Q: How many practice questions should I do? A: At least 300-400 questions across multiple sources. This ensures you see diverse question types.

Q: Are free practice questions as good as paid ones? A: Quality varies significantly. Paid practice exams from reputable sources are more likely to match real exam difficulty and format.

Q: Should I memorize practice questions? A: No. The real exam will have different questions. Focus on understanding concepts, not memorizing specific questions.

Q: What if I get a practice question wrong? A: This is valuable! Spend time understanding why you missed it. Most learning happens from reviewing wrong answers.

Q: How do I know if I’m ready for the real exam? A: You should score 80%+ on multiple full-length mock exams, especially the final exams closest to your test date.

Q: Do I need to answer every practice question? A: Target at least 200-300 practice questions total. Quality understanding of those is better than rushing through 1000 questions.

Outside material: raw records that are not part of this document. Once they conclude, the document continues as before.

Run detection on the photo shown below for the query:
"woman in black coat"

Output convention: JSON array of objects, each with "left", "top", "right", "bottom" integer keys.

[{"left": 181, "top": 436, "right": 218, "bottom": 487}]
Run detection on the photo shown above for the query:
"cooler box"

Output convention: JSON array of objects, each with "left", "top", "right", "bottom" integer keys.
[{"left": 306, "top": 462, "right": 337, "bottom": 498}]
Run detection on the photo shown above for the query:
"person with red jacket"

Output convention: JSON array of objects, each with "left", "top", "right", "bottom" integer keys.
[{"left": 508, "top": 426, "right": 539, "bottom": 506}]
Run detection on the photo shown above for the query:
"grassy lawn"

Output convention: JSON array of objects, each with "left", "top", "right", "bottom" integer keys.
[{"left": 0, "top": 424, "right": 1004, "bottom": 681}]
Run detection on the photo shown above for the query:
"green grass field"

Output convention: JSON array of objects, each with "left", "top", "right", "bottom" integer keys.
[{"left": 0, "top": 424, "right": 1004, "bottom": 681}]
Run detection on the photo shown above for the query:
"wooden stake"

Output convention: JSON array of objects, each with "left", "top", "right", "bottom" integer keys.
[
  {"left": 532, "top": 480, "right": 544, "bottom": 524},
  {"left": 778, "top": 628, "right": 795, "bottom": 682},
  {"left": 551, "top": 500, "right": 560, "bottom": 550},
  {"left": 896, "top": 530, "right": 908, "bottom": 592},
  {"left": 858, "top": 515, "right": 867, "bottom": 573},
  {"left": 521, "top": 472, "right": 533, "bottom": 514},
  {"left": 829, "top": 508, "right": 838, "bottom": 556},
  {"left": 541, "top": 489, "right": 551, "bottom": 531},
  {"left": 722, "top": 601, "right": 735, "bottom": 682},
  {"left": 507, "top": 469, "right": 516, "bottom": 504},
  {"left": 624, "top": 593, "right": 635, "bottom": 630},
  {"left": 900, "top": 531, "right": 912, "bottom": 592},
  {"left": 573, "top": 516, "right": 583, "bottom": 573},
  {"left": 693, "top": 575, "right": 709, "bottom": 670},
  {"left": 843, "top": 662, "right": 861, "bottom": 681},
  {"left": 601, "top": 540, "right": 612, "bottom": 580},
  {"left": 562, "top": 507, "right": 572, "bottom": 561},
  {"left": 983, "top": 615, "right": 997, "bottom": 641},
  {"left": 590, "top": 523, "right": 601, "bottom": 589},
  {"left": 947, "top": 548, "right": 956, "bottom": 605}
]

We recommend taking comprehensive mock exams that mirror real exam conditions. Our DVA-C02 mock exam bundle provides:

  • Multiple full-length exams matching official domain weightings
  • Detailed explanations for every question
  • Timed exam mode simulating real conditions
  • Performance tracking across domains
  • Mobile-friendly review interface

Taking mock exams from a reputable source is one of the most effective preparation strategies.

Conclusion

Practice questions are essential for DVA-C02 preparation. By understanding common question traps, applying effective answering strategies, and thoroughly reviewing incorrect answers, you’ll develop the skills needed to pass the exam confidently.

The key is not just answering questions, but learning from every single one. Each incorrect answer is an opportunity to strengthen your AWS knowledge.

Start with diagnostic practice today and track your progress toward that 80%+ score that indicates real exam readiness.